Installation
This section describes how to setup your own DCOR production instance.
Ubuntu and CKAN
Please use an Ubuntu 20.04 installation for any development or production usage. This makes it easier to give support and track down issues.
Before proceeding with the installation of CKAN, install the following packages:
apt update
# CKAN requirements
apt install -y libpq5 redis-server nginx supervisor
# needed for building packages that DCOR depends on (dclab)

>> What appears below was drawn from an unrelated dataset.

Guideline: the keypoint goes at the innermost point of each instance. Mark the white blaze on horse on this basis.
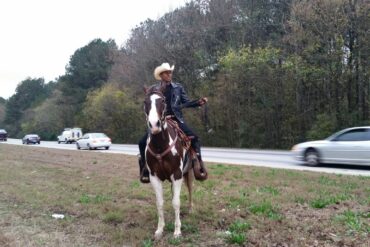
(166, 155)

apt install -y gcc python3-dev
# additional tools that you might find useful, but are not actually required
apt install -y aptitude net-tools mlocate screen needrestart python-is-python3
Install CKAN:
wget https://packaging.ckan.org/python-ckan_2.9-py3-focal_amd64.deb
dpkg -i python-ckan_2.9-py3-focal_amd64.deb
Note
Do NOT setup file uploads when following the instructions
at https://docs.ckan.org. DCOR has its own dedicated directories
for data uploads. The command dcor inspect
will try to
setup/fix that for you.
Follow the remainder of the installation guide at https://docs.ckan.org/en/2.9/maintaining/installing/install-from-package.html#install-and-configure-postgresql. Make sure to note down the PostgreSQL password which you will need in the initialization step.

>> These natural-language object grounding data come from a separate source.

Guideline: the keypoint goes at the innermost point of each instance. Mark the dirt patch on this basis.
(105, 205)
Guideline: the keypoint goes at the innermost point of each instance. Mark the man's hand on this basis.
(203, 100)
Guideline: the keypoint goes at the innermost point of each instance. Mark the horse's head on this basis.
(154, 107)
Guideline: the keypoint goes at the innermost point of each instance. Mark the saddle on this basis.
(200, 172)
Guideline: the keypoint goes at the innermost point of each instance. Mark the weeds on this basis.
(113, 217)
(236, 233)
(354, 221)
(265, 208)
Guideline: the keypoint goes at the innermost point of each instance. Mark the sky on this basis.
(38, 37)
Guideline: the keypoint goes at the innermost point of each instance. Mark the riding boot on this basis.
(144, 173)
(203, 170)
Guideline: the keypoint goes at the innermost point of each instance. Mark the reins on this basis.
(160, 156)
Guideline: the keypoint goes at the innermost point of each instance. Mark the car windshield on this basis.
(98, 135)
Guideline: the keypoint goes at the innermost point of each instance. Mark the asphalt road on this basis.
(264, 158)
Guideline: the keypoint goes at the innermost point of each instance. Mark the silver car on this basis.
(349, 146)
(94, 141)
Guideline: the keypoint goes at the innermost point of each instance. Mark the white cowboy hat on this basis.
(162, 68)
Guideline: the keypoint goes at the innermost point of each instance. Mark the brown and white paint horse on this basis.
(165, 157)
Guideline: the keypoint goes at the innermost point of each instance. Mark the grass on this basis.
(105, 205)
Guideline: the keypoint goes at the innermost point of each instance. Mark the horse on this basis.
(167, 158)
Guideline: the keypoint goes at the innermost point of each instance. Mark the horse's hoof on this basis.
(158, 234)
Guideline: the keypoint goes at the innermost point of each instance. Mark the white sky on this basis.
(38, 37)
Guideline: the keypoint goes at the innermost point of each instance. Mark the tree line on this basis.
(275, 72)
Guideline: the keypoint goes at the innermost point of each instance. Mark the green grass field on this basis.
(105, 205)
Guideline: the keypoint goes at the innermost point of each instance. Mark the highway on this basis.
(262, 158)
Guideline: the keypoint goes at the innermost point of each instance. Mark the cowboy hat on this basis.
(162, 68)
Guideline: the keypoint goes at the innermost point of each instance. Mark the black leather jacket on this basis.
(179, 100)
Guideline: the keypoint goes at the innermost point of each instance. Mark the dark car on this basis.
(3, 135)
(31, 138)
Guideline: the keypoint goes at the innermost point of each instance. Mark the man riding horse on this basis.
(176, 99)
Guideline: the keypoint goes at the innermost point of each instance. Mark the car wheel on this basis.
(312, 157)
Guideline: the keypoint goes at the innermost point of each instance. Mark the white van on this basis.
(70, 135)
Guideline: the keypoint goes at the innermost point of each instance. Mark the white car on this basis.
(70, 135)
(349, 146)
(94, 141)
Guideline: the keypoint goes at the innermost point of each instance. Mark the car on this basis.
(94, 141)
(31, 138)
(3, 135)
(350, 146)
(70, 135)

Make sure to initiate the CKAN database with
source /usr/lib/ckan/default/bin/activate
export CKAN_INI=/etc/ckan/default/ckan.ini
ckan db init
DCOR by default stores all data on /data
. This makes it easier to
control backups and separate the CKAN/DCOR software from the actual data.
If you have not mounted a block device or a network share on /data
,
please create this directory with
mkdir /data
Scratch Space
It is important that you have some scratch space of at least 100 GB available on you system, so that the ckanext-dc_serve extension can create temporary condensed datasets before uploading them to S3. By default, the cache is located at /data/tmp/ckanext-dc_serve and is editable via the configuration option ckanext.dc_serve.tmp_dir.
Object Storage
You should use a cloud storage provider that you trust instead of setting this up yourself. If you know what you are doing (e.g. for testing) and would like to setup S3-compatible object storage yourself, you can use MinIO. On a Ubuntu/Debian machine, install the latest MinIO server like so:
wget https://dl.min.io/server/minio/release/linux-amd64/minio_RELEASEDATE.0.0_amd64.deb
dpkg -i minio_RELEASEDATE.0.0_amd64.deb
This also installed the minio
systemd service which we want to use.
First, make sure that the user defined in the service:
systemctl show minio | grep User=
actually exists. You can add a system user via:
useradd -r minio-user
Then, create a file /etc/defaul/minio
with the following content:
# Volume to be used for MinIO server (make sure minio-user has access).
MINIO_VOLUMES="/srv/minio"
# Use if you want to run MinIO on a custom port (console is the web interface).
MINIO_OPTS="--address :9000 --console-address :9001"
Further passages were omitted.